The study, conducted by the ILRI, the Institute of Zoology in Britain and the Hanoi School of Public Health in Vietnam, mapped livestock-keeping and diseases humans get from animals, and drew up a list of the top 20 geographical hotspots.
It found that Ethiopia, Nigeria, and Tanzania, as well as India have the highest zoonotic disease burdens, with widespread illness and death.
It also found the United States and Europe - especially Britain - Brazil and parts of Southeast Asia may be becoming hotspots of "emerging zoonoses", which are infecting humans for the first time, are especially virulent or are becoming drug resistant.
The report studied so-called endemic zoonoses which cause the vast majority of illness and death in poor countries.
One such disease is brucellosis, also known as Bang's diseases or Mediterranean fever, which is a highly contagious zoonosis people catch by consuming unsterilized milk or meat from infected animals.
The researchers estimated that about one in eight livestock in poor countries are affected by brucellosis. As well as threatening people with disease, this also reduces milk and meat production in cattle by around 8 percent.

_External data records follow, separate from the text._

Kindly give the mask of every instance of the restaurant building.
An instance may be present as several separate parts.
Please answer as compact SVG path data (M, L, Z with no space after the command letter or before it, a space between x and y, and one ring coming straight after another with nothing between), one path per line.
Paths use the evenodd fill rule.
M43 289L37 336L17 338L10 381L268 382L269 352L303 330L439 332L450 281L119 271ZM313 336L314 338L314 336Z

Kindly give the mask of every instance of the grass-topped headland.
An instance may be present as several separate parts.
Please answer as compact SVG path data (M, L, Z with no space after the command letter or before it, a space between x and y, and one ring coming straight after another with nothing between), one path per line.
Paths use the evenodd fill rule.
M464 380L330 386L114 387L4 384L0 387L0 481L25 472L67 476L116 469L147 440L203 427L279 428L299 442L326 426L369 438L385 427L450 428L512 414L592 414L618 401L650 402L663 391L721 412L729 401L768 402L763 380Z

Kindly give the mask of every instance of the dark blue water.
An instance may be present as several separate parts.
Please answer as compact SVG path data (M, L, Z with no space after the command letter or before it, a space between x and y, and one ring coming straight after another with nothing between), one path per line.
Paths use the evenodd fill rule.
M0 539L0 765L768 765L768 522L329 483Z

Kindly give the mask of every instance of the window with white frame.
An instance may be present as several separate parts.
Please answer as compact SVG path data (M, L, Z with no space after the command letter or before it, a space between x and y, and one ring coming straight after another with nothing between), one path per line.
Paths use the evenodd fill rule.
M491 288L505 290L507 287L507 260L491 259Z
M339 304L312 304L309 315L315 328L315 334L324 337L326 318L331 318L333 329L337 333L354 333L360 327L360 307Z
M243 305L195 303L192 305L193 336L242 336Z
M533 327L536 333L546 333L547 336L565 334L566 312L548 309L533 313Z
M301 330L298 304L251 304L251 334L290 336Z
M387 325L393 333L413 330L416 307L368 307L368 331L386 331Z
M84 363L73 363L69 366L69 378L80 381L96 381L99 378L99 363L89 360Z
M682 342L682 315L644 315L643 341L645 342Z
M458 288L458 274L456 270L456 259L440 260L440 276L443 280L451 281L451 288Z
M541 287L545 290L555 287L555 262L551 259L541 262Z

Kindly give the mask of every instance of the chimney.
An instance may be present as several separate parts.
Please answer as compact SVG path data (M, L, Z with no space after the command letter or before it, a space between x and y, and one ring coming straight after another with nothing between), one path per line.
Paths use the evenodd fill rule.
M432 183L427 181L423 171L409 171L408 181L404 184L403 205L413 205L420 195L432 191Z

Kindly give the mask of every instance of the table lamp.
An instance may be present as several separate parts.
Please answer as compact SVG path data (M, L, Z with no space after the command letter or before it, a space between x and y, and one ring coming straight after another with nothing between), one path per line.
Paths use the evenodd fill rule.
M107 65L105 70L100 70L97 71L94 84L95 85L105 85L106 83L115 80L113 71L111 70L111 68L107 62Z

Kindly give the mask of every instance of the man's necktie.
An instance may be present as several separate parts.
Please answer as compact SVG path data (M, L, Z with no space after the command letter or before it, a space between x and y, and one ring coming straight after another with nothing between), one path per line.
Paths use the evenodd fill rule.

The study also looked at epidemic zoonoses, which typically occur as outbreaks - such as anthrax and Rift Valley fever - and at the relatively rarer emerging zoonoses like bird flu. A few of these, like HIV/AIDS and H1N1 swine flu, have shown the ability to spread to cause pandemics.
While zoonoses can be transmitted to people by either wild or domesticated animals, most human infections are acquired from the world's 24 billion livestock, including pigs, poultry, cattle, goats, sheep and camels.
The study initially looked at 56 zoonoses that together are responsible for around 2.5 billion cases of human illness and 2.7 million human deaths per year.
It then zoomed in on the 13 most important, and found high levels of infection with these in livestock in poor countries.
Some 27 percent of livestock in developing countries showed signs of current or past infection with bacterial food-borne disease - a source of food contamination and widespread illness.
The researchers estimated at least a third of the world's cases of diarrhoeal disease are caused by animal-human diseases and said this was the biggest zoonotic threat to public health.
John McDermott, director of the CGIAR research program on agriculture for nutrition and health led by the International Food Policy Research Institute (IFPRI), said that in booming livestock sectors in developing nations the fastest growing areas are poultry and pigs - putting the potential disease risk emphasis on flu.
"Historically, high-density pig and poultry populations have been important in maintaining and mixing influenza populations," he said in a statement accompanying the study.
"A major concern is that as new livestock systems intensify, particularly small- and medium-sized pig production ... more intensive systems will allow the maintenance and transmission of pathogens. A number of new zoonoses ... have emerged in that way."